Panorama internacional

Milei tirou a seleção da Argentina da Copa do Mundo? Entenda a polêmica

Em entrevista à Sputnik Brasil, especialista explica se a medida presente no decretaço de Milei, que transforma clubes esportivos em sociedades anônimas, pode fazer com que a FIFA e a Conmebol proíbam a participação argentina na Copa de 2026.
Sputnik
A notícia de que o presidente argentino, Javier Milei, vai retirar a seleção da Argentina da Copa do Mundo de 2026, no Canadá, no México e nos Estados Unidos, gerou forte repercussão no país vizinho.

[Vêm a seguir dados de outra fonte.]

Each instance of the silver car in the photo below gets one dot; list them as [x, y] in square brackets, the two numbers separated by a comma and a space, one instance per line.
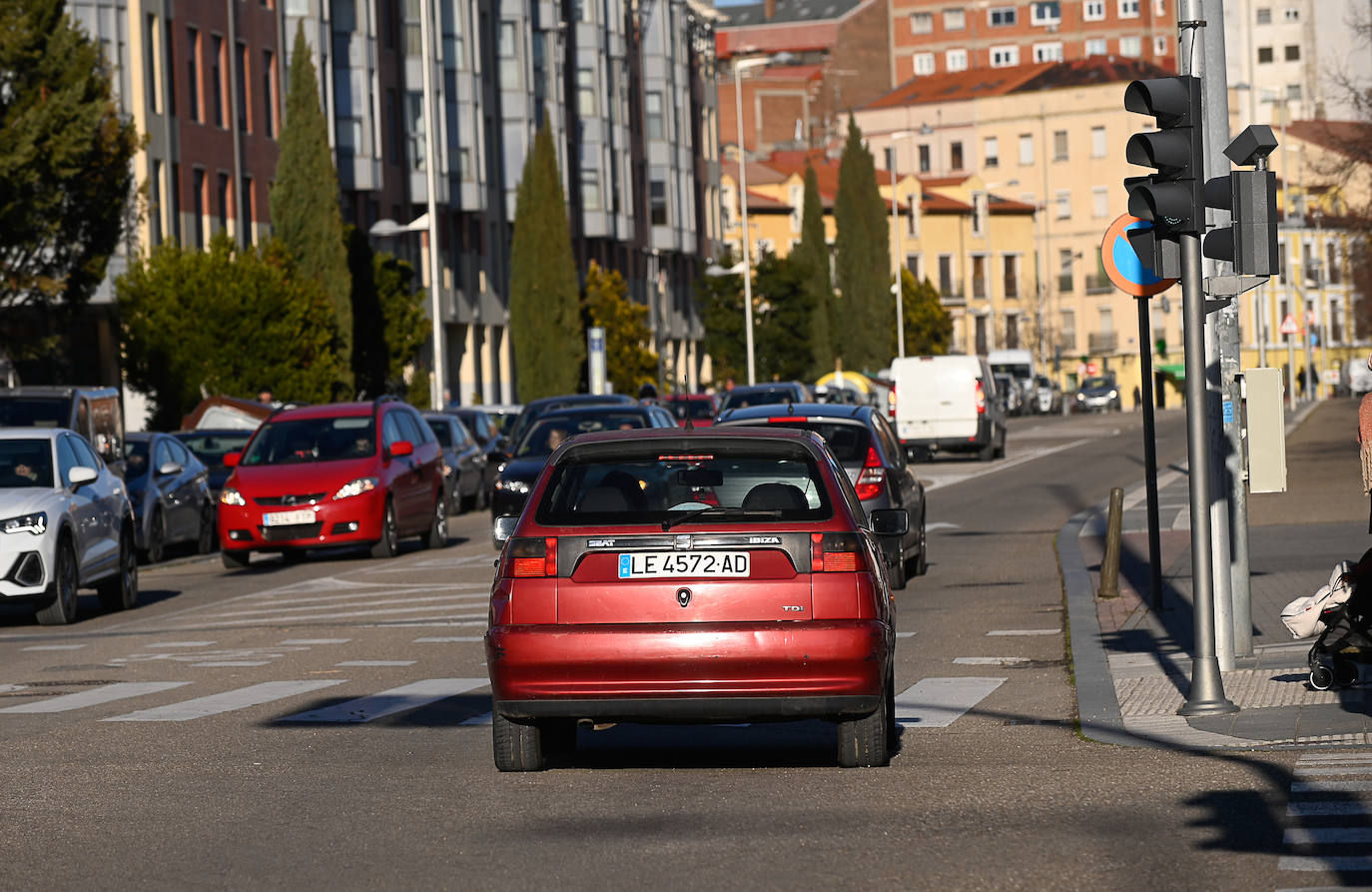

A controvérsia veio à tona em virtude do Decreto de Necessidade Urgente (DNU), o rol de medidas apresentado por Milei, conhecido como "decretaço". Entre outras coisas, o documento institui que clubes esportivos argentinos passarão a operar como Sociedades Anônimas Desportivas (SADs).
O objetivo é fazer algo similar ao que foi feito no Brasil em 2021, com a Lei 14.193, que fez com que clubes deixassem de funcionar como associações esportivas sem fins lucrativos para se tornarem Sociedades Anônimas do Futebol (SAFs). Com isso, os clubes passaram a operar como empresas, com abertura de capital para investidores. Entre os benefícios da mudança está a possibilidade de clubes endividados pedirem recuperação judicial.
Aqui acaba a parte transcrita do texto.